I wouldn’t claim the journey
One car of upright sleepers
seems at peace until I witness
how they’re shocked awake
once-a-minute, as nightmares passed
from brain to brain.
In a car smeared with graffiti
the inhabitants are mostly poets and
their critics who mutter to themselves,
while others read identical newspapers
with a front page photo of an ice-encrusted skyscraper
and the headline: ARMAGEDDON!
I continue forward secretly protected.
Biggie’s ghost infusing me with hip-hop
wagger. When I reach the front car—
it’s apparent—the train has no conductor,
so I climb into the driver’s vacant chair where
I behold a bright metropolis modeled upon heaven,
this chariot surging in between the dual necklines
of the bridge strung with arcs of pearls. Relentless wheels
in their course, sparking above the ice-chunked river.

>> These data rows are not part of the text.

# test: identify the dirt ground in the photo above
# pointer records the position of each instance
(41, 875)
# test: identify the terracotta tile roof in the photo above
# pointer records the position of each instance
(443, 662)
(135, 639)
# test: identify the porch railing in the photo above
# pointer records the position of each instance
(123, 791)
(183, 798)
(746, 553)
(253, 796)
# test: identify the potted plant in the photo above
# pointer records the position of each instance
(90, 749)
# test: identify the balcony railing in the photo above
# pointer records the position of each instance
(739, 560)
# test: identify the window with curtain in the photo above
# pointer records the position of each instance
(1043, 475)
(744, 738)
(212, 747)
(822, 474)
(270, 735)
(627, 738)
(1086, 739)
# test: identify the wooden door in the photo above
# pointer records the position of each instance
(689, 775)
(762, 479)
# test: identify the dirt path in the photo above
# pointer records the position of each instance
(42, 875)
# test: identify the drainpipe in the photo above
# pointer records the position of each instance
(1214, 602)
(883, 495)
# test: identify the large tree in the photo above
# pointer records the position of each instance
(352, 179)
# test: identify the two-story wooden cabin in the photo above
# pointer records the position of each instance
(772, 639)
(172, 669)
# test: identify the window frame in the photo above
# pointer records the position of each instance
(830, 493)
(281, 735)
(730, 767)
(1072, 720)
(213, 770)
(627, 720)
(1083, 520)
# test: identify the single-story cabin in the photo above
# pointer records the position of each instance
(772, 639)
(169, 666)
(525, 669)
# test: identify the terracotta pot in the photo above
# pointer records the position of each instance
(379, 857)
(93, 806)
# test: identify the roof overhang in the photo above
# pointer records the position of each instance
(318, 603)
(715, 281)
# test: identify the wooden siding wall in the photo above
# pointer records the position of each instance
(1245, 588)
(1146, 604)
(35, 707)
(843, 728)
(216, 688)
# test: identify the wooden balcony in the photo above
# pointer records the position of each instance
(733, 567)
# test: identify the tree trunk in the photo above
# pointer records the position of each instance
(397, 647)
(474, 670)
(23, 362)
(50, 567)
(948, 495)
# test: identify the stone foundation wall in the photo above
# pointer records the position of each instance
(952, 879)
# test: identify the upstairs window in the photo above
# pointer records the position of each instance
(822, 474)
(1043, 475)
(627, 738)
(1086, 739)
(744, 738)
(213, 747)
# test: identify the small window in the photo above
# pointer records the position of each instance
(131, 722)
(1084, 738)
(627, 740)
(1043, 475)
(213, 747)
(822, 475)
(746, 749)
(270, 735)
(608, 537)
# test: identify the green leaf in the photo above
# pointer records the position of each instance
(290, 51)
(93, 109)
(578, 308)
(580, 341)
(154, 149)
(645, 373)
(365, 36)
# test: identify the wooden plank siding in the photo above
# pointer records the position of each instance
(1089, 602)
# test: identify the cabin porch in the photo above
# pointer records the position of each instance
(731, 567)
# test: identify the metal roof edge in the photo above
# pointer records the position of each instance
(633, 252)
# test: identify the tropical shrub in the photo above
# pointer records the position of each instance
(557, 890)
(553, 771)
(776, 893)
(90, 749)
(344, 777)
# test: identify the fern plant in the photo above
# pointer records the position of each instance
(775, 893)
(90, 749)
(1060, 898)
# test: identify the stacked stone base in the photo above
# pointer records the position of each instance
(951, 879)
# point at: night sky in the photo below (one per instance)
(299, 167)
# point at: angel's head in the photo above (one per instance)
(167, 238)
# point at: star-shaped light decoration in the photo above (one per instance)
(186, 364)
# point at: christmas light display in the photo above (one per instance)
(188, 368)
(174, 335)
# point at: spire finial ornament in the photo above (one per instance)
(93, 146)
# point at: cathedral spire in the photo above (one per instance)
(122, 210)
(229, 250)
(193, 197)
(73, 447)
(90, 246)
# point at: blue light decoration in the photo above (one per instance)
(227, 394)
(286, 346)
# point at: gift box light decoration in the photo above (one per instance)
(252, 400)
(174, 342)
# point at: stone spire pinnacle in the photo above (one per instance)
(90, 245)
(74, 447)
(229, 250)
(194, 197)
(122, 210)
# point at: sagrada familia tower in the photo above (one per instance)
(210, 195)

IV. In the Church of Fading Voltage
Gazing down the platform at 5th and 53rd the tunnel lights illuminate
each nook and niche where wooden saints once stood with missing hands
and severed heads. Deserted shrines where candles burn upside-down
and disembodied prayers are hollowed out by grinding metal.
Now the sole inhabitants are monk-brown rodents, scurrying to sermons
across the grease-black rails within this church of fading voltage. A train arrives.
I hide my face behind the gossip pages of the Post. I stand beside a man
with a giant sequined crucifix suspended from his neck and ferret furred
along his shoulder. We surge past midnight platforms nearly empty
except for crumpled pages of Tuesday’s Wall Street Journal, Metro Cards
without a ride left. Inside these jangled cars, above 125th, clowns
and necromancers suddenly appear, nomadic healers hawking pelts
and claws, tortoise shells, teeth and glands in vials.
“TB, Eboli, HIV, which is your disease?” A sickly child asks, tugging
at my sleeve. “You’ll really need those Gucci loafers even when you’re dead?”
Lead me out from where I am, Beatrice from Riverdale, Hermes from Canarsie.
Extract these jittered nerves; forge these dreaded wheels into enduring stars.
And here upon this rusted nail hang a dawn-light lantern.